Aaron Swerdlin, executive managing director at NGKF Capital Markets in Houston

Aaron Swerdlin, executive managing director at NGKF Capital Markets in Houston

More deals, smaller size

NGKF is working on more deals that are smaller in size. However, the bigger deals tend to happen in the second half of the year. If that holds true, 2016 could potentially be as big as 2015, he said.

Yet some are questioning how much more for-sale inventory is waiting in the wings.

“The pipeline for the first half of the year remains really strong, and after that we’re not 100 percent sure what the second half of the year is going to look like,” said Michael A. Mele, a senior vice president and senior director of the National Self Storage Group for Marcus & Millichap.

“So much has been sold that I don’t know if we can keep up that pace, or if we are running out of sellers,” he added.

Possible pullback

The lack of inventory could lead to a bit of a pullback in transaction volume. There have already been a number of large portfolio sales that have transacted.

“This year, I think you will see a few, but I don’t think they will get anywhere near as large,” said Walker.

For example, Walker is currently marketing a 22-property portfolio in California. That being said, there are plenty of good properties that are going to be coming to the marketplace, including some different opportunities with some certificate of occupancy deals. In addition, some owners that don’t have good succession plans may be looking to exit now when markets may be close to or at peak pricing, he said.

Michael A. Mele, a senior vice president and senior director of the National Self Storage Group for Marcus & Millichap

Michael A. Mele, a senior vice president and senior director of the National Self Storage Group for Marcus & Millichap

Investor demand

To keep the sales momentum going, buyers may have to expand their targets. Some of the institutional players are going into secondary markets, because they are not competing head-to-head with the REITs. Buying is expected to be very aggressive within the top 40 MSAs this year.

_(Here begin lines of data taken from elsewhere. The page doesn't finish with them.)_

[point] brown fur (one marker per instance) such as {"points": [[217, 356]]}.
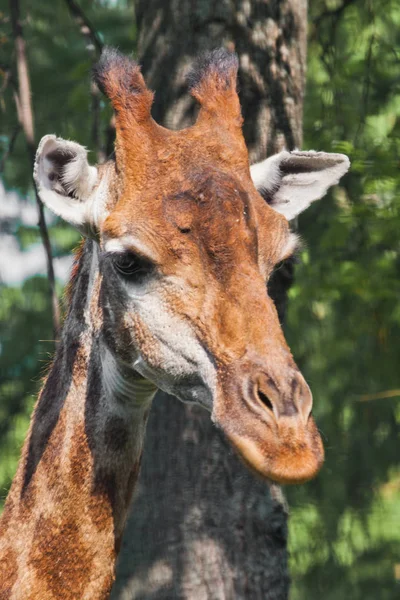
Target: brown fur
{"points": [[189, 198]]}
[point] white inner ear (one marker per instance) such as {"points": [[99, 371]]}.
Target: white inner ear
{"points": [[64, 179], [291, 181], [291, 245]]}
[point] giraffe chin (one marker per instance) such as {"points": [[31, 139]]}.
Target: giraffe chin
{"points": [[292, 453]]}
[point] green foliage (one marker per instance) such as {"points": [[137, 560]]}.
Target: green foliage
{"points": [[60, 72], [344, 315], [344, 310]]}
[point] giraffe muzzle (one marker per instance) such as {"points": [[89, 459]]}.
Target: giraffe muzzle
{"points": [[269, 424]]}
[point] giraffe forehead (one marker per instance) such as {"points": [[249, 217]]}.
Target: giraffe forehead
{"points": [[181, 203]]}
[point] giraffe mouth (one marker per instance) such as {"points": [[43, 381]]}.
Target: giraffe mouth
{"points": [[286, 449]]}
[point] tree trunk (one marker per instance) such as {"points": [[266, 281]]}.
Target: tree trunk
{"points": [[202, 527]]}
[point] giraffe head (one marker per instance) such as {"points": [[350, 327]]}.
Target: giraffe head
{"points": [[188, 236]]}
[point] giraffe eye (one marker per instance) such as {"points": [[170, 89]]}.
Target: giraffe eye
{"points": [[132, 266]]}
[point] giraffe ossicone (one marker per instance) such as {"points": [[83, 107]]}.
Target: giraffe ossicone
{"points": [[168, 292]]}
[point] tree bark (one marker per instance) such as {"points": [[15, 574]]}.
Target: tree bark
{"points": [[202, 527], [23, 102]]}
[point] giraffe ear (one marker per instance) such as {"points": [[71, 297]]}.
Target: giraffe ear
{"points": [[65, 181], [291, 181]]}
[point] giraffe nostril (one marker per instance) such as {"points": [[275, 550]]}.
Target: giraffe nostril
{"points": [[265, 400]]}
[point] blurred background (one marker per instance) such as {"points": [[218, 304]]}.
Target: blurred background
{"points": [[343, 311]]}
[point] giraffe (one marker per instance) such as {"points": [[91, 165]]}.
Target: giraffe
{"points": [[168, 291]]}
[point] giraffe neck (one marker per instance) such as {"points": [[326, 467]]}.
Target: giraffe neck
{"points": [[64, 517]]}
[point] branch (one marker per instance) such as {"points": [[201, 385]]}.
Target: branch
{"points": [[10, 147], [86, 27], [326, 14], [379, 395], [93, 44], [25, 115]]}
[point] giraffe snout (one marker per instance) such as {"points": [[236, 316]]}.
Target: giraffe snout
{"points": [[292, 399], [266, 415]]}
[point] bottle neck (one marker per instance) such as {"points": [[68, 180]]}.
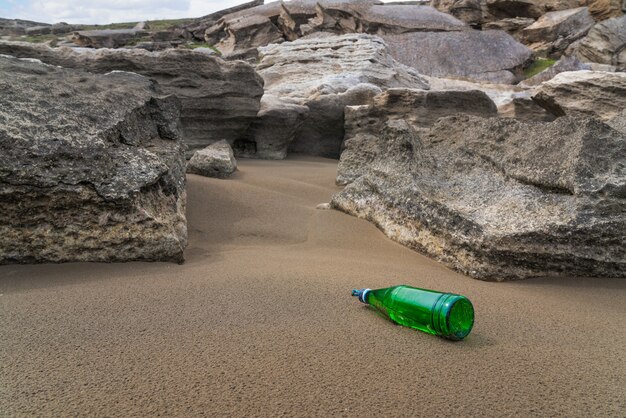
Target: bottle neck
{"points": [[361, 294]]}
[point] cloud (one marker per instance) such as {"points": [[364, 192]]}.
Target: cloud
{"points": [[109, 11]]}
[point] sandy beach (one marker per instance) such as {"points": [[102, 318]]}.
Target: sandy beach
{"points": [[259, 321]]}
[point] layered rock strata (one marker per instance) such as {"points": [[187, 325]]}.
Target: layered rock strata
{"points": [[91, 167], [500, 199]]}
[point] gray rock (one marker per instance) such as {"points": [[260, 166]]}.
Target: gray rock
{"points": [[604, 44], [605, 9], [382, 19], [13, 27], [216, 160], [513, 25], [63, 28], [562, 65], [219, 99], [38, 30], [529, 8], [500, 199], [308, 83], [198, 27], [91, 167], [469, 11], [555, 31], [596, 93], [419, 108], [492, 56]]}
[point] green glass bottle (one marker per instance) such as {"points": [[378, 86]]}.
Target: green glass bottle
{"points": [[445, 314]]}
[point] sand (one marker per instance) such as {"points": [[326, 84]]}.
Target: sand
{"points": [[259, 322]]}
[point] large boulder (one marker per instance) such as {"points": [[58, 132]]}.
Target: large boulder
{"points": [[216, 160], [308, 83], [469, 11], [605, 44], [381, 19], [492, 56], [219, 98], [92, 167], [500, 199], [419, 108], [558, 29], [238, 34], [597, 93], [606, 9]]}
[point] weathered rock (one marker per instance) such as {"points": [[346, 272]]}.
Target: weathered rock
{"points": [[500, 199], [381, 19], [219, 99], [604, 44], [197, 28], [249, 32], [419, 108], [91, 167], [605, 9], [63, 28], [513, 26], [38, 30], [525, 109], [555, 31], [561, 66], [492, 56], [595, 93], [570, 23], [17, 26], [308, 83], [216, 160], [469, 11], [107, 38], [529, 8]]}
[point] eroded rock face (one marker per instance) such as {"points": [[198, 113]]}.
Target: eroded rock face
{"points": [[597, 93], [491, 56], [97, 176], [500, 199], [106, 38], [469, 11], [559, 28], [219, 98], [308, 83], [216, 160], [561, 66], [419, 108], [604, 44]]}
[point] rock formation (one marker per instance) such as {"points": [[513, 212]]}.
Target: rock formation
{"points": [[605, 44], [308, 83], [555, 31], [419, 108], [561, 66], [107, 38], [219, 99], [499, 199], [492, 56], [595, 93], [216, 160], [469, 11], [91, 167]]}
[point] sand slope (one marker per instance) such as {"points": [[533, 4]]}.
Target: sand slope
{"points": [[260, 321]]}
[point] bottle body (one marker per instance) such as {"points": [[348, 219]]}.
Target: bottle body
{"points": [[445, 314]]}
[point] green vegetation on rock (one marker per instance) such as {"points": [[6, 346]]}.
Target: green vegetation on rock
{"points": [[538, 66]]}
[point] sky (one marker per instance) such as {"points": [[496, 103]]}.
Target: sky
{"points": [[109, 11]]}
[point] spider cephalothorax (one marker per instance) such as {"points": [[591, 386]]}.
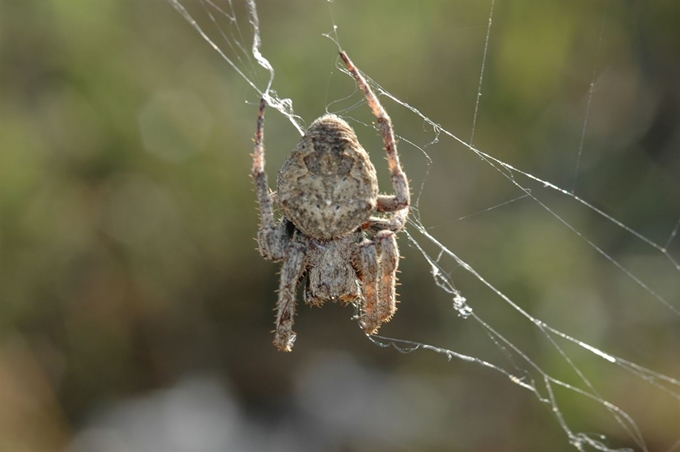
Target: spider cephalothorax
{"points": [[336, 229]]}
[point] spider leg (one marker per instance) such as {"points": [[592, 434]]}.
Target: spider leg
{"points": [[401, 197], [271, 237], [291, 272], [388, 254], [393, 222], [366, 263]]}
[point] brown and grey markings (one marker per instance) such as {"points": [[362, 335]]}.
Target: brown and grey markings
{"points": [[327, 187]]}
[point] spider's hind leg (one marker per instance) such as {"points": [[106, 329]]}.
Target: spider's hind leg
{"points": [[291, 272], [388, 254], [366, 263]]}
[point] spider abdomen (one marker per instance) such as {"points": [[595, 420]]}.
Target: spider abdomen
{"points": [[327, 187]]}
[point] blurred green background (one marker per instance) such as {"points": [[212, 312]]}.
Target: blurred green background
{"points": [[135, 313]]}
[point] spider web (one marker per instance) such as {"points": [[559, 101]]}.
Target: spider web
{"points": [[233, 30]]}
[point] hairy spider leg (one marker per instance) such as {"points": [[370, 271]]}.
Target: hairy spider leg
{"points": [[388, 255], [272, 237], [291, 271], [366, 262], [401, 197]]}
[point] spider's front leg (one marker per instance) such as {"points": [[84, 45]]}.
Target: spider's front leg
{"points": [[272, 237], [402, 195]]}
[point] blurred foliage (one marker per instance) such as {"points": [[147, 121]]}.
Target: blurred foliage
{"points": [[127, 217]]}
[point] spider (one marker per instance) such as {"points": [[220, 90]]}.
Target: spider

Investor demand is putting pressure on pricing and cap rates. At mid-year, sale prices averaged $76 per square foot, which is an 8 percent increase over the prior year. Cap rates for the same period declined 30 basis points to average 6.5 percent. However, institutional quality assets have seen pricing drop to the 5 to 6 percent range as of year-end, according to a second half 2015 self-storage research report released by Marcus & Millichap.

It is hard to judge the cap rate, because most of the institutional buyers are not buying on a trailing 12-month cap rate. They are buying looking ahead at year-one numbers. REITs, for example, are going to look at price per square foot, expenses and the rates that they get in that market and buying on anticipated performance, said Mele.

Even given those qualifiers, buyers are not likely to get much more aggressive on pricing than they are now. In addition, the cost of capital is not going down any less and buyers have been disciplined, which Mele said is keeping prices stable.

“It is getting harder to find the upside in these deals that was once there, because even the smaller guys are more and more successful lately,” Mele said.